Migraine, Encephalopathy and Stroke Relationship
The Cerebral Autosomal Dominant Arteriopathy with Subcortical Infarcts and Leukoencephalopathy (CADASIL) patients experience migraine commonly but its treatment responses are not well reported, and its relationship to stroke risk unrevealed. Encephalopathy is a less common presentation and has been proposed to be related to migraine.
The migraine patterns and treatment responses in CADASIL was specified and inspected associations between migraine and both stroke risk and encephalopathy.
From 1996 to 2015, 300 symptomatic CADASIL patients were prospectively engaged from a national referral clinic over a 19-year period. The data was retrieved from a standardized questionnaire. Migraine was classified as per the International Classification of Headache Disorders, 3rd edition (beta version). The data collected was analyzed using a cross-sectional analysis.
The outcomes lead to the fact that migraine was present in 226 (75.3%), and the presenting feature in 203 (67.7%). Generally, it was escorted by aura (89.8%). The patients manifested variable responses to a variety of drugs for migraine. 45.5% of the 24 given triptans had consistent or partial responses with no complications. Encephalopathy was experienced by 33 (11.0%) patients lasting on average 8.1 ± 3.4 days. Patients experiencing migraine with aura had higher odds of encephalopathy (OR = 5.4; 95%CI 1.6–28.4; p = 0.002). Patients with confusional aura had higher odds of encephalopathy than those with the other aura variety (OR = 2.5, 95%CI = 1.0–5.8, p = 0.04). At the beginning of migraine, there was also no increase in risk of encephalopathy with sex or age. Migraineurs had a lower stroke risk than non-migraineurs (HR = 0.46, 95%CI 0.3–0.6, p = 2.1x10-6).

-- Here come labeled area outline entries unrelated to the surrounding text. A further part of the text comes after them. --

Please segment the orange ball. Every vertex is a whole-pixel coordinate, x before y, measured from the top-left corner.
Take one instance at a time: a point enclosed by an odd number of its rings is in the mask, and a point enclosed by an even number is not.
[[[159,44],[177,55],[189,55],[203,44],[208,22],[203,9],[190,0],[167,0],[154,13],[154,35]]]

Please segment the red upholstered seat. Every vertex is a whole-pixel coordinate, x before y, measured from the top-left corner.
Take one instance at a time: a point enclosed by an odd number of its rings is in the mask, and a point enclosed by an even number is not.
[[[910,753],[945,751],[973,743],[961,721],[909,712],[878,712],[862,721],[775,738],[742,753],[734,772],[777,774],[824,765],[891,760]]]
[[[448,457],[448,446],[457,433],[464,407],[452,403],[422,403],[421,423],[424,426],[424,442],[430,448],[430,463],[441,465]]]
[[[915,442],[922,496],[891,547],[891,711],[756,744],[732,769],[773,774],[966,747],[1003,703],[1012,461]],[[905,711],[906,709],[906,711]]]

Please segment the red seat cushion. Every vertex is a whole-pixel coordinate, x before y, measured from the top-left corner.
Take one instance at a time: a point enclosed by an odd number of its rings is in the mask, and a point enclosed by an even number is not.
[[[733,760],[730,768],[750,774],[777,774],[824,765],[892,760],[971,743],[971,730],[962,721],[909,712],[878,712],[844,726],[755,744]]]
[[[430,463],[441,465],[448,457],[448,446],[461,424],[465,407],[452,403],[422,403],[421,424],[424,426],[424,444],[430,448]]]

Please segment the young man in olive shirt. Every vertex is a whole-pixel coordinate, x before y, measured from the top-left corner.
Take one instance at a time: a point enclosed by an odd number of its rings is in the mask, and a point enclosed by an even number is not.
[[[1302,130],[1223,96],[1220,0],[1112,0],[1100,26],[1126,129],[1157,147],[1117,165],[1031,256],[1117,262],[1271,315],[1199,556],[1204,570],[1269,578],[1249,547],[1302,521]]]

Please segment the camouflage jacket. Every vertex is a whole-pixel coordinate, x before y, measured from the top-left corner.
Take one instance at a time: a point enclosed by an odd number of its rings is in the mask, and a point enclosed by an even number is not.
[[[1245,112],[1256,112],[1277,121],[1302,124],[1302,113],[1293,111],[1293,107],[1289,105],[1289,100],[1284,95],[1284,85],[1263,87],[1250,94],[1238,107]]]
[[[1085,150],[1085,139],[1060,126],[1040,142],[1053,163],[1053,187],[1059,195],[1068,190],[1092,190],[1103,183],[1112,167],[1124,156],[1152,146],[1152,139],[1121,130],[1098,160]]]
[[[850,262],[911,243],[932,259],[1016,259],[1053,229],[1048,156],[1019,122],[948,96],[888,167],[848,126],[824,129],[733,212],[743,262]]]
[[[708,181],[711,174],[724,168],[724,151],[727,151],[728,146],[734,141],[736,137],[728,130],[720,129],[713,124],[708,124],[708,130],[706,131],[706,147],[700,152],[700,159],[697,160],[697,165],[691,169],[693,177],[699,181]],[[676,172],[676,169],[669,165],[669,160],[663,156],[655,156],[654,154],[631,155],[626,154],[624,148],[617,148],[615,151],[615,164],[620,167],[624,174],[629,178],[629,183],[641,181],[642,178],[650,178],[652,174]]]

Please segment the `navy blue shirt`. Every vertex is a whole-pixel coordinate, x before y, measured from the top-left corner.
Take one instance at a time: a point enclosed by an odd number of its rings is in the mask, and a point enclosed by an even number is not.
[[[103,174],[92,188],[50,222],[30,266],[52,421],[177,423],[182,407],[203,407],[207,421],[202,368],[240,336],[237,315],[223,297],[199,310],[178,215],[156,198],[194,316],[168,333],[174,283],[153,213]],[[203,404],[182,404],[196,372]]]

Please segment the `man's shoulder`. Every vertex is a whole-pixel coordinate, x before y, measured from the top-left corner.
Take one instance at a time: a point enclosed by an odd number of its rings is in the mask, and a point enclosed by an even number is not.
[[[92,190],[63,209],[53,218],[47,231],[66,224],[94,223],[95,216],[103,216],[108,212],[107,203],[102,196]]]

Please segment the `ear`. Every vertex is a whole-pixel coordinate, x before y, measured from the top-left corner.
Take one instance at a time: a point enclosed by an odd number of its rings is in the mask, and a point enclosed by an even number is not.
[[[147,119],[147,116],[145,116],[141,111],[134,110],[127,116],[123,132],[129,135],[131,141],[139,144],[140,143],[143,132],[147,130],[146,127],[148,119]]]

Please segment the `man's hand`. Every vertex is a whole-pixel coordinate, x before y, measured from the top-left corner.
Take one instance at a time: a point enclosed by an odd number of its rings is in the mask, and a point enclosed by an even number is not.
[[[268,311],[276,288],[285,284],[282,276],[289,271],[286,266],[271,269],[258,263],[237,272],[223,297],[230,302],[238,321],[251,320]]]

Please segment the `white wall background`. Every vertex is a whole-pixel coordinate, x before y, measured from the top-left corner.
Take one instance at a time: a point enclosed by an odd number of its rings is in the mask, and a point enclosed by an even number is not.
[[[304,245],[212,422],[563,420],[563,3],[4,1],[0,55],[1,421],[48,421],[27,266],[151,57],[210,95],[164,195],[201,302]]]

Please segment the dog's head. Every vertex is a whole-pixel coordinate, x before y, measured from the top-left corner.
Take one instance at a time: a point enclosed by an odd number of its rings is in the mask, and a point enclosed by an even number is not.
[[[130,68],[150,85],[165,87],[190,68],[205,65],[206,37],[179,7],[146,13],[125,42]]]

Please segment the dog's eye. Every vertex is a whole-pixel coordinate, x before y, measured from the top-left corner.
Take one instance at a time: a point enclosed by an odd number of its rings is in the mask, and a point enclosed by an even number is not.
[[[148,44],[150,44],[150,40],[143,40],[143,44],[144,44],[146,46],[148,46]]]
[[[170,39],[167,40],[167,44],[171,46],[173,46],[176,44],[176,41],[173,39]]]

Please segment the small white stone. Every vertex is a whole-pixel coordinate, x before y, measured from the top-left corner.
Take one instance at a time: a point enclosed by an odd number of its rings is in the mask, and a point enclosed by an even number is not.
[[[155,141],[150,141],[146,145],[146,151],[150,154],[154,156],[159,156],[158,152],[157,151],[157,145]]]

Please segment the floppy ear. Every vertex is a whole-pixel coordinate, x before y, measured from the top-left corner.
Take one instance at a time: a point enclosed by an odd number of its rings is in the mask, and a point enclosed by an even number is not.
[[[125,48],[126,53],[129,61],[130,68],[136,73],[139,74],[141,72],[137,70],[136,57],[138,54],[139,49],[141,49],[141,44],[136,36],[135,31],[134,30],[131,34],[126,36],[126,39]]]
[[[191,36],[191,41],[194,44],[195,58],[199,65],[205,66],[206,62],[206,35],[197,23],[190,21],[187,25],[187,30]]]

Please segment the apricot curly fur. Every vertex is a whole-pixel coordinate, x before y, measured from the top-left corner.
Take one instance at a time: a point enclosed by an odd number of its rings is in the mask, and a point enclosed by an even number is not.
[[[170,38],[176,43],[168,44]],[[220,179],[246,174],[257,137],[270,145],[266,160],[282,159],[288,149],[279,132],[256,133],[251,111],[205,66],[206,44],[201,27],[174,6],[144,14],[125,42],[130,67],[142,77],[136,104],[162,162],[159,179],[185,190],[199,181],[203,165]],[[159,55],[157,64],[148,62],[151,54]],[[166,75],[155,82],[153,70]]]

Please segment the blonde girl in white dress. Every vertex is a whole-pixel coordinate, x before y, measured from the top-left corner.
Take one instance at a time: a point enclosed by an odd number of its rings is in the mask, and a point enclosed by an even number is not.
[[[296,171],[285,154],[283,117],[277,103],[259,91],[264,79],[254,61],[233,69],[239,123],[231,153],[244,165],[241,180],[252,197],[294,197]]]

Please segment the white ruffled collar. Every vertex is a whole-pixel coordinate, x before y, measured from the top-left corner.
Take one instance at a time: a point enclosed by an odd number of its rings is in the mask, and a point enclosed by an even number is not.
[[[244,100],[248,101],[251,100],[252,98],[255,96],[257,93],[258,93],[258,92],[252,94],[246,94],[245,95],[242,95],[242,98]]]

Migraine with aura is a well-known feature of CADASIL. The treatment responses are comparable to those noticed in the general migraine population and no complications were observed with triptans. Migraine with aura was concerned with a high risk of encephalopathy suggesting it may be in equity with the pathophysiological mechanisms. There was no increased stroke risk corresponding with migraine, but risk appeared to be reduced although this finding needs confirming.